Tiger, Tiger – Margaux Fragoso

Das hier war in jeglicher Hinsicht ein ziemlich dicker Brocken. Nicht nur im Hinblick auf die Thematik, sondern auch in Bezug auf Handlung und Charaktere war hier wenig sommerlich leicht und luftig, sondern ziemlich heftig und trostlos. Aber kein Wunder: Das Thema dieses (autobiografischen) Romans ist Pädophilie (Als Hinweis für alle, die bei diesem Thema sensibel sind: Auf einzelne Aspekte davon gehe ich in meiner Rezension auch ein).

Als sich Margaux und Peter kennenlernen, ist sie 7 und er über 50. Zunächst scheint es so, als fände Margaux bei Peter, dessen Lebensgefährtin Inés und seinen beiden älteren Söhnen eine Art Ersatzfamilie – Margaux’ eigene Eltern können ihr nicht allzu viel Liebe und Rückhalt geben, da ihre Mutter psyschich krank ist und ihr Vater seine eigene Unsicherheit und Unzufriedenheit vor allem an seiner Tochter auslässt. Liebevolle Momente gibt es selten. Bei Peter jedoch ist sie immer willkommen, er hat einen schönen Garten und viele exotische Tiere, auch wenn das Haus an sich etwas heruntergekommen ist.

Zunehmend fordert Peter als Zeichen der Verbundenheit Dinge ein, für die Margaux eigentlich noch viel zu jung ist: Sie soll sich in aufreizender Pose fotografieren lassen, sie soll sich von Peter anfassen lassen und soll auf seine zunehmend sexuellen Anspielungen eingehen.
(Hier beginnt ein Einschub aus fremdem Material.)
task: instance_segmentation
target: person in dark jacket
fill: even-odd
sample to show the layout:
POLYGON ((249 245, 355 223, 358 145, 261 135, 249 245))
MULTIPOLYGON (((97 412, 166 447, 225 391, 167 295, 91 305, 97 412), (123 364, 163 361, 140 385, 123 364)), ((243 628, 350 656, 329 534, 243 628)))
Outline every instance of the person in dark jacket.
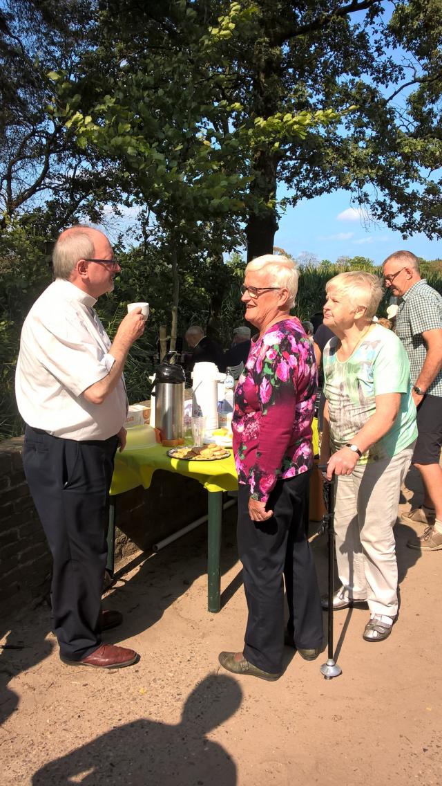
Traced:
POLYGON ((218 371, 225 371, 226 365, 222 349, 207 338, 199 325, 191 325, 184 338, 192 350, 188 369, 192 371, 195 363, 214 363, 218 371))
POLYGON ((239 363, 244 363, 245 365, 250 351, 250 329, 245 325, 235 328, 232 347, 224 355, 226 366, 239 365, 239 363))

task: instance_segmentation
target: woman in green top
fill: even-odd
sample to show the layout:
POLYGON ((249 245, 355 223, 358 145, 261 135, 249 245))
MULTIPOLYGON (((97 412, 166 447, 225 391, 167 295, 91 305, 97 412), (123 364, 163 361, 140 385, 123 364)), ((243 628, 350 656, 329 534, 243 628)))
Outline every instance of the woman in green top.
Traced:
POLYGON ((326 291, 323 324, 334 337, 323 352, 321 461, 329 479, 338 476, 334 526, 342 584, 334 608, 367 603, 363 638, 381 641, 397 615, 393 527, 417 437, 410 366, 399 339, 373 321, 382 296, 375 276, 342 273, 326 291))

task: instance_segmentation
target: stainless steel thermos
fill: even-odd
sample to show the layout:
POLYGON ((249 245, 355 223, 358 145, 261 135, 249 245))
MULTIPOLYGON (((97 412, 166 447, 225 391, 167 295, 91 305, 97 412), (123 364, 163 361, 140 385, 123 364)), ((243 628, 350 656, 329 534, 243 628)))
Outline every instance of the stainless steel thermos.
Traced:
POLYGON ((181 439, 184 435, 184 371, 181 365, 166 362, 155 374, 155 424, 162 439, 181 439))

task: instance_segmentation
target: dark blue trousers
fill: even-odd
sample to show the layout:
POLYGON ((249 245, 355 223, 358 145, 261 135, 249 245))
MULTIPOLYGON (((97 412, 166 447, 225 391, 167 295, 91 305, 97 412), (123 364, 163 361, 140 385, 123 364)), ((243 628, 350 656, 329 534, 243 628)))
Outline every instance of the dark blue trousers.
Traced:
POLYGON ((53 559, 52 616, 60 653, 81 660, 100 644, 107 513, 116 436, 75 442, 26 427, 23 463, 53 559))
POLYGON ((283 667, 283 582, 289 607, 287 630, 296 647, 323 643, 323 615, 316 573, 305 527, 310 472, 278 480, 267 509, 271 519, 249 516, 250 487, 239 485, 238 550, 243 563, 248 619, 244 656, 272 674, 283 667))

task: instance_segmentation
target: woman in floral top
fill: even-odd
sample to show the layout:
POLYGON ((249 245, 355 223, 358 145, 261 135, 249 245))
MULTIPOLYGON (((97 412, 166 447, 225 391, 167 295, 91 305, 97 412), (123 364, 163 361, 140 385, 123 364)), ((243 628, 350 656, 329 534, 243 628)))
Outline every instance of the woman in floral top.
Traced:
POLYGON ((249 611, 242 652, 221 652, 228 671, 276 680, 285 643, 306 659, 320 652, 323 623, 305 531, 316 392, 312 344, 296 317, 293 260, 266 255, 246 268, 242 300, 258 329, 235 393, 238 548, 249 611))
In der Folge manipuliert Peter Margaux mehr und mehr, so dass sie schließlich vollkommen fixiert ist auf ihn, ihren einzigen richtigen Freund.
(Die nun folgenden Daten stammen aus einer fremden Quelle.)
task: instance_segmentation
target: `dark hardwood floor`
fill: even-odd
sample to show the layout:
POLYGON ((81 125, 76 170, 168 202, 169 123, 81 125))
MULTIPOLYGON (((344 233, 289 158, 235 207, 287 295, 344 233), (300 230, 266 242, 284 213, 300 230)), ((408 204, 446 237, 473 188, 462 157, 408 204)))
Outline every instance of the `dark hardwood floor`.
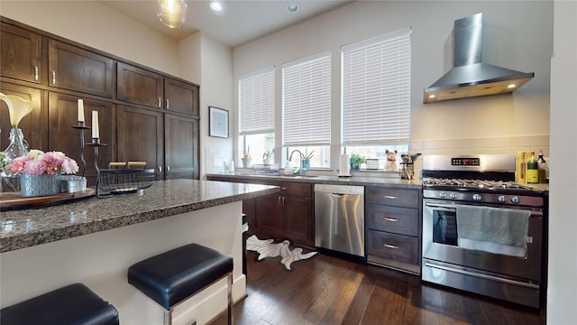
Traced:
MULTIPOLYGON (((318 255, 281 267, 247 252, 248 297, 234 324, 545 324, 536 311, 425 284, 418 276, 318 255)), ((225 317, 214 324, 225 324, 225 317)))

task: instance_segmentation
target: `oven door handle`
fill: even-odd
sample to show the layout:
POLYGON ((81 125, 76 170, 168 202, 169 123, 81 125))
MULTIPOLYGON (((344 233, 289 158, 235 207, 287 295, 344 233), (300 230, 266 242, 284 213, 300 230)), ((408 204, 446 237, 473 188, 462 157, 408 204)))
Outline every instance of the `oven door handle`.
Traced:
POLYGON ((454 272, 454 273, 458 273, 458 274, 461 274, 469 275, 469 276, 474 276, 474 277, 478 277, 478 278, 481 278, 481 279, 498 281, 498 282, 504 283, 521 285, 521 286, 531 288, 531 289, 539 289, 539 286, 537 284, 527 283, 518 282, 518 281, 515 281, 515 280, 500 278, 500 277, 494 276, 494 275, 483 274, 466 271, 466 270, 462 270, 462 269, 458 269, 458 268, 454 268, 454 267, 451 267, 451 266, 439 265, 433 264, 433 263, 428 263, 428 262, 425 263, 425 266, 437 268, 437 269, 440 269, 440 270, 443 270, 443 271, 454 272))
POLYGON ((438 209, 443 211, 455 212, 457 210, 457 208, 455 208, 455 206, 453 206, 453 205, 444 205, 444 204, 430 203, 430 202, 426 202, 425 203, 425 205, 427 207, 438 209))

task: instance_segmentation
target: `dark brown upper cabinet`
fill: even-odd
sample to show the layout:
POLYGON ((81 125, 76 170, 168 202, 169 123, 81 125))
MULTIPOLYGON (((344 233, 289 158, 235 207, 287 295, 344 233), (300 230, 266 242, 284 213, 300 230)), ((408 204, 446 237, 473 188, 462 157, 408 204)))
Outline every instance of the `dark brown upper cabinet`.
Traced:
POLYGON ((149 107, 162 108, 163 78, 158 73, 118 62, 116 68, 118 99, 149 107))
POLYGON ((164 91, 167 110, 198 116, 198 87, 165 78, 164 91))
POLYGON ((112 59, 55 40, 48 48, 49 86, 112 98, 112 59))
POLYGON ((0 32, 2 76, 37 84, 45 80, 42 37, 5 22, 2 22, 0 32))
POLYGON ((166 179, 198 179, 198 119, 164 115, 166 179))
MULTIPOLYGON (((48 150, 60 151, 76 160, 78 164, 78 175, 82 174, 83 163, 81 159, 80 130, 73 128, 78 125, 78 97, 50 92, 49 95, 49 144, 48 150)), ((92 127, 91 112, 98 112, 98 129, 100 142, 106 145, 98 147, 98 167, 107 168, 113 159, 113 105, 109 102, 84 99, 87 126, 92 127)), ((92 130, 84 130, 85 143, 89 143, 92 130)), ((96 169, 94 165, 94 146, 85 145, 84 158, 87 162, 86 177, 88 184, 96 184, 96 169)))
POLYGON ((118 162, 145 162, 154 169, 156 180, 164 179, 162 113, 117 106, 118 162))

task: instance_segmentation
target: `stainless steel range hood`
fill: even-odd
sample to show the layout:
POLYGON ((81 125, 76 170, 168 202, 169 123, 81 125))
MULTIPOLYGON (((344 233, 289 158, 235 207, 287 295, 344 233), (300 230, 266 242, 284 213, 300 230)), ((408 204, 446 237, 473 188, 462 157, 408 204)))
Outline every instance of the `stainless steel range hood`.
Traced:
POLYGON ((453 68, 425 88, 423 103, 508 94, 535 74, 519 72, 481 61, 482 14, 456 20, 453 32, 453 68))

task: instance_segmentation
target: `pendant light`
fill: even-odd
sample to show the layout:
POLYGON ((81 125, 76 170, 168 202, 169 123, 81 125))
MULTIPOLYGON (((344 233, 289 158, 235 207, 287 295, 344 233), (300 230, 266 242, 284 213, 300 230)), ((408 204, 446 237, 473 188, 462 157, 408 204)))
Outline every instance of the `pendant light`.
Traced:
POLYGON ((169 28, 180 28, 187 17, 185 0, 158 0, 160 23, 169 28))

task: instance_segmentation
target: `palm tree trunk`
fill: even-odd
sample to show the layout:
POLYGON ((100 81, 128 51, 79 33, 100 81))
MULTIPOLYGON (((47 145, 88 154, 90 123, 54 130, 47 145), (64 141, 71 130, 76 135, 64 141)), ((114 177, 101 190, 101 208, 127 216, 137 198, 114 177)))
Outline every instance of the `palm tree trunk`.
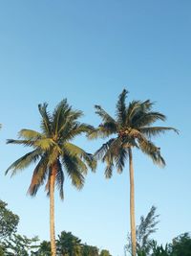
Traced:
POLYGON ((132 149, 129 148, 129 175, 130 175, 130 222, 131 222, 131 242, 132 255, 136 256, 136 218, 135 218, 135 187, 134 187, 134 167, 132 149))
POLYGON ((56 256, 55 230, 54 230, 54 184, 55 167, 53 167, 50 177, 50 236, 52 256, 56 256))

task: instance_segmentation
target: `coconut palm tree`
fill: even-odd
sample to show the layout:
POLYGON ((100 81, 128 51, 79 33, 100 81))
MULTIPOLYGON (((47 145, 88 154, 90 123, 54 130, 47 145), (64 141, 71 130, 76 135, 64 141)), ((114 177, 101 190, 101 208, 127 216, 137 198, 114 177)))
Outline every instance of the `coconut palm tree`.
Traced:
POLYGON ((73 110, 67 100, 63 100, 54 108, 53 114, 47 110, 45 103, 38 105, 41 115, 41 132, 32 129, 21 129, 19 139, 9 139, 9 144, 22 144, 32 148, 32 151, 13 162, 6 171, 11 171, 11 176, 17 171, 35 163, 32 182, 28 193, 35 196, 39 187, 46 181, 46 191, 50 196, 50 235, 52 255, 56 255, 54 235, 54 187, 57 186, 63 199, 64 172, 72 180, 72 184, 81 189, 84 175, 88 167, 96 169, 96 161, 92 154, 71 141, 81 133, 90 131, 91 126, 81 124, 77 120, 82 112, 73 110))
POLYGON ((102 119, 102 123, 89 134, 89 138, 108 138, 116 135, 110 137, 96 152, 97 159, 106 163, 105 175, 107 178, 112 176, 115 165, 120 174, 126 160, 129 160, 132 255, 136 256, 133 150, 140 150, 150 156, 154 163, 164 166, 165 162, 161 157, 160 150, 151 141, 151 138, 166 130, 177 131, 177 129, 153 127, 152 125, 158 120, 165 121, 165 116, 152 111, 154 104, 149 100, 145 102, 133 101, 126 105, 127 93, 127 90, 124 89, 118 97, 116 118, 108 114, 100 105, 96 105, 96 113, 102 119))

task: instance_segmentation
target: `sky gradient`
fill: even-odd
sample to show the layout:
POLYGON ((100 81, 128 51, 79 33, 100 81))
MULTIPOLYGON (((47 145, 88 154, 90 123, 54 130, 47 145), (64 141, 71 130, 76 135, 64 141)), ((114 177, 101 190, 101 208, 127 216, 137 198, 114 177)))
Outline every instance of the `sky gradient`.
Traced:
MULTIPOLYGON (((32 166, 11 179, 4 175, 28 151, 6 139, 21 128, 39 129, 37 105, 47 102, 52 111, 64 98, 84 112, 81 121, 97 126, 94 105, 115 115, 123 88, 130 101, 155 102, 167 116, 165 126, 180 130, 155 140, 164 169, 135 151, 138 222, 154 204, 160 215, 159 243, 191 231, 190 10, 189 0, 0 1, 0 198, 20 216, 20 233, 49 239, 49 200, 44 188, 35 198, 26 196, 32 166)), ((102 141, 75 143, 94 152, 102 141)), ((98 164, 80 192, 66 179, 64 202, 55 195, 56 234, 72 231, 123 256, 130 230, 128 165, 110 180, 103 170, 98 164)))

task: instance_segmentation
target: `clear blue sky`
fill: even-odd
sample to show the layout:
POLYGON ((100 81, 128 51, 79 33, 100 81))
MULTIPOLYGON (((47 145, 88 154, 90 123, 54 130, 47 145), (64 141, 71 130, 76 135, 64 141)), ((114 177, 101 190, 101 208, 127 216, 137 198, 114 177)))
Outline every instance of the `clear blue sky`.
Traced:
MULTIPOLYGON (((28 149, 6 145, 24 128, 38 129, 39 103, 50 110, 63 98, 98 125, 94 105, 111 114, 126 87, 129 99, 151 99, 180 129, 157 139, 165 169, 135 152, 137 220, 154 204, 160 214, 155 238, 170 242, 191 230, 191 2, 190 0, 0 1, 0 198, 20 216, 19 232, 49 239, 49 200, 42 188, 26 196, 32 167, 10 178, 4 172, 28 149)), ((79 138, 94 152, 101 141, 79 138)), ((81 192, 67 179, 56 194, 56 234, 72 231, 90 244, 123 255, 129 225, 129 176, 111 180, 103 166, 81 192)))

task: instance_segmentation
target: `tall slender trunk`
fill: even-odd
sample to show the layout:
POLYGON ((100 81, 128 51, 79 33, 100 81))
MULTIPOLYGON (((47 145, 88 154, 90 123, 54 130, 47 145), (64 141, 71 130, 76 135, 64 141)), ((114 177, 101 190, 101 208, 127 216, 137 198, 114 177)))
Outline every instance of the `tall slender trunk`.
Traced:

Margaux’ Eltern schöpfen zwar Verdacht, und vor allem ihre Vater versucht, sie von Peter fernzuhalten, aber Margaux selbst wehrt sich dagegen und verlangt, Peter sehen zu dürfen. Sie ist gefangen in einer Hassliebe zu Peter: Sie will diese Spielchen gar nicht mitmachen, sie hasst Peter dafür, dass er sie dazu zwingt und dermaßen manipuliert, sie kämpft um eine eigene Identität, sie beginnt, sich für gleichaltrige Jungs zu interessieren – und gleichzeitig kann sie selbst nicht von dieser Beziehung lassen…

Also, ja. Das ist alles sehr unschön. Ich fand das Buch sehr heftig, nicht nur aus den offensichtlichen Gründen. Ich fand hier eigentlich keinen positiven Charakter. Vor allem die männlichen Protagonisten sind alle manipulativ, unsicher, weinerlich und fügen den Frauen in ihren Leben Schaden zu. Aber auf der anderen Seite muss man dem Buch auch lassen, dass Peter nie als das Monster dargestellt wird, als das die Gesellschaft einen Pädophilen gerne sehen möchte. Fragoso schafft den Spagat, ihn irgendwie als Menschen und als arme Sau darzustellen, aber gleichzeitig seine Taten nicht zu verharmlosen oder so zu tun, als sei das alles gar nicht seine Schuld, er könne ja nicht anders.

Margaux (und letztlich auch ihre Mutter) hatten irgendwie nie eine richtige Chance, aus ihrem Leben etwas zu machen. Es gibt in diesem Buch keine “gesunde” Beziehung, selbst die Nebenfiguren sind immer in irgendeine Geschichte involviert, die ihnen nicht gut tut, wo einer der Partner (oder beide sich gegenseitig) den anderen einschränkt und verletzt.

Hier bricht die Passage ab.